Steven Ho, Upstream Oil & Gas Analyst at GlobalData, comments: “The current development of CCUS projects is mainly driven by business and commercial considerations. Out of the 28 operational facilities, 22 are incentivised by the additional economic value created from using CO2 for Enhanced Oil Recovery (EOR) operations.
“However, during 2020 there has been a noticeable increase in the planned new carbon capture and storage facilities. These would add up to 72 Mtpa of additional capacity by 2028. Many of the facilities already in construction are in the power generation sector. In 2020, they account for 67% of additional capacity. For coal or fossil fuel power plants, retrofitting existing plants is the most cost-effective option in the near term, especially in growing economies in Asia that are still heavily dependent on fossil fuel and coal. Additional CCS capacity in chemical production and hydrogen production industries are also expected to be commercially developed by 2025, adding up to approximately 14 Mtpa and 5.4 Mtpa of carbon capture capacity, respectively.”
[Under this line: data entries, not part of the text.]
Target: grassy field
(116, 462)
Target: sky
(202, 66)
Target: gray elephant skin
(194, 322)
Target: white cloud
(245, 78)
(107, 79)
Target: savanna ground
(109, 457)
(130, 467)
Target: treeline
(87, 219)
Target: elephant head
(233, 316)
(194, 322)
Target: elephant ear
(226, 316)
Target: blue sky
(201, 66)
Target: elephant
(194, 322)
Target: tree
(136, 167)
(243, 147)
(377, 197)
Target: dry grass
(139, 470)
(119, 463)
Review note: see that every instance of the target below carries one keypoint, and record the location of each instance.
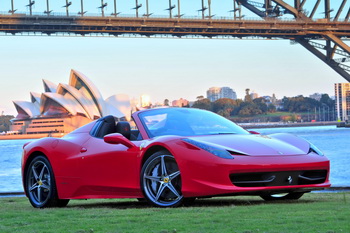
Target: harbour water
(334, 142)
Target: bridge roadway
(332, 33)
(179, 27)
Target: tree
(247, 97)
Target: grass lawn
(314, 212)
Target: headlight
(211, 149)
(314, 149)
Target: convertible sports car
(171, 156)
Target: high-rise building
(215, 93)
(342, 100)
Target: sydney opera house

As more parties are beginning to show interest and investing in CCUS, the formation of CCUS industrial hubs and clusters become more common. These can benefit all involved parties by increasing economies of scale and reduce investment risk. These hubs work to aggregate, compress, dehydrate and transport CO2 streams from clusters of facilities to storage sites. An increase in future hydrogen demand is also an incentive for additional CCS capacity. Adding CCS to the dominant steam methane reformation process, has a lower economic cost than, for instance, producing hydrogen through electrolysis using renewable electricity.
Ho continues: “Beyond 2030, further deployment of carbon capture facilities becomes a very likely scenario to compensate for the remaining carbon emissions that remain from a hard-to-abate industry, such as cement, and require to capture up to 7.6 Gtpa by 2050 to achieve net-zero carbon emissions.”